Now it’s the White House’s turn to panic. The Obami are apparently unimpressed with Harry Reid’s attempt to pin the collapse of health-care reform on Sen. Joe Lieberman. So they are throwing Reid and his “unnamed senatorial leadership aides” under the bus and telling them to figure out how to make a deal, if needed, without a nonsensical Medicare buy-in concoction. But Reid is having none of that:
Reid is described as so frustrated with Lieberman that he is not ready to sacrifice a key element of the health care bill, and first wants to see the Congressional Budget Office cost analysis of the Medicare buy-in. The analysis is expected early this week.
He really wants that CBO scoring? Well, that’s what he says. But now we’re into face-saving on the face-saving deal (Medicare buy-in), so every day Reid’s strategy makes less and less sense. Benjamin Zycher points out the irony here:
[T]he Left could have had health-care socialism passed on a bipartisan basis months ago, if only they had suppressed their hubris. Republicans were (and remain) perfectly willing to approve community-rating and guaranteed-access regulations for private insurers; and if those were implemented, no one would need a government option or any of the other nostrums: Coverage would be transformed into a public-utility-type service, the insurers would remain “private” in only the most superficial of senses, and the government control and wealth transfers that represent the Holy Grails of the Left would be achieved.

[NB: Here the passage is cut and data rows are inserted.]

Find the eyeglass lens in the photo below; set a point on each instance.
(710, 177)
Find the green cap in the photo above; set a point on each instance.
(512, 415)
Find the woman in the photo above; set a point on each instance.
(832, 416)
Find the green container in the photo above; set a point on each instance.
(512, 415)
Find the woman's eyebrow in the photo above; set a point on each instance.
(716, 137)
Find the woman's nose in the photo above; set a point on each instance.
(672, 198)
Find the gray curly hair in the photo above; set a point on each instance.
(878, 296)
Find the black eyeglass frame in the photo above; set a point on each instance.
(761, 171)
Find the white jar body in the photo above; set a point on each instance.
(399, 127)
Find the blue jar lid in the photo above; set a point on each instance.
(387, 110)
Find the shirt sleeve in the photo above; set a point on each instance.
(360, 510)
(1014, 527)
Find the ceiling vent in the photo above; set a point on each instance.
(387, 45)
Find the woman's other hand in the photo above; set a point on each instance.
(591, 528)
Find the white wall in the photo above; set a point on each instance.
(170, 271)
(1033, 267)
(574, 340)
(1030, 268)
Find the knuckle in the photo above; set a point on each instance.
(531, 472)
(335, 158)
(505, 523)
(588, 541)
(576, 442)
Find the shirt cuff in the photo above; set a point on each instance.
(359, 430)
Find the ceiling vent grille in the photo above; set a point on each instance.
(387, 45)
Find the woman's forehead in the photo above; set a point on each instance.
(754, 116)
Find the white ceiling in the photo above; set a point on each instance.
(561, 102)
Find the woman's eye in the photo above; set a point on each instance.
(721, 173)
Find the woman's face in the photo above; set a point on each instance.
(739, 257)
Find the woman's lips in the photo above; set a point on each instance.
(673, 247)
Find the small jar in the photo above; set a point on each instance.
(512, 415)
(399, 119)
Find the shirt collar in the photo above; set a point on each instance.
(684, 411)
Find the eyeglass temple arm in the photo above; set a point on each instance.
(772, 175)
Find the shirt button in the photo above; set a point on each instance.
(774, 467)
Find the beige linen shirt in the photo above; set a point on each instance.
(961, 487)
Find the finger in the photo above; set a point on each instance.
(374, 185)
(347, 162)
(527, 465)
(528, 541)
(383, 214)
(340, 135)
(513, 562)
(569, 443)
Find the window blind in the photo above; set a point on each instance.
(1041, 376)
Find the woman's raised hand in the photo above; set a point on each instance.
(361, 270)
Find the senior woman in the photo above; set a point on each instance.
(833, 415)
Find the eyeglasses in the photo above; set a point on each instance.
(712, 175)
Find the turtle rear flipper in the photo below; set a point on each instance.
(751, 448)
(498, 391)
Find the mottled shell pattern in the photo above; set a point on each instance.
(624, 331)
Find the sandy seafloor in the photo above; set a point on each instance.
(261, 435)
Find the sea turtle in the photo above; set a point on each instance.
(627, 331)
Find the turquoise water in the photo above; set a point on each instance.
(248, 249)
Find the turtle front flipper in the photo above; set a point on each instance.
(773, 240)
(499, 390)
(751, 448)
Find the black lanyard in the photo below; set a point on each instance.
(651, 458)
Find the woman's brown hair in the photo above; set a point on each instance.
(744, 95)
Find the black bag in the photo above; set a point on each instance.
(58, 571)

But the Democrats, as Zycher observes, “just could not resist the temptation to shove it all down our throats.” And now Reid can’t bring himself to give up his Medicare buy-in Ponzi scheme. Conservatives should count themselves very fortunate to have Democratic leadership this inept.
UPDATE: This now from Greg Sargent suggests the legislative buffoonery continues. He received an email from the White House senior communications adviser “The report is inaccurate. The White House is not pushing Senator Reid in any direction. We are working hand in hand with the Senate Leadership to work through the various issues and pass health reform as soon as possible.” Sargent’s interpretation: “Whatever the case, it doesn’t seem unlikely that the Medicare buy-in will be dropped if that’s what is necessary to get to 60 votes. But the White House insists it’s not pushing for any such thing, at least for now.” For now. But the day is not done. The comedy isn’t over.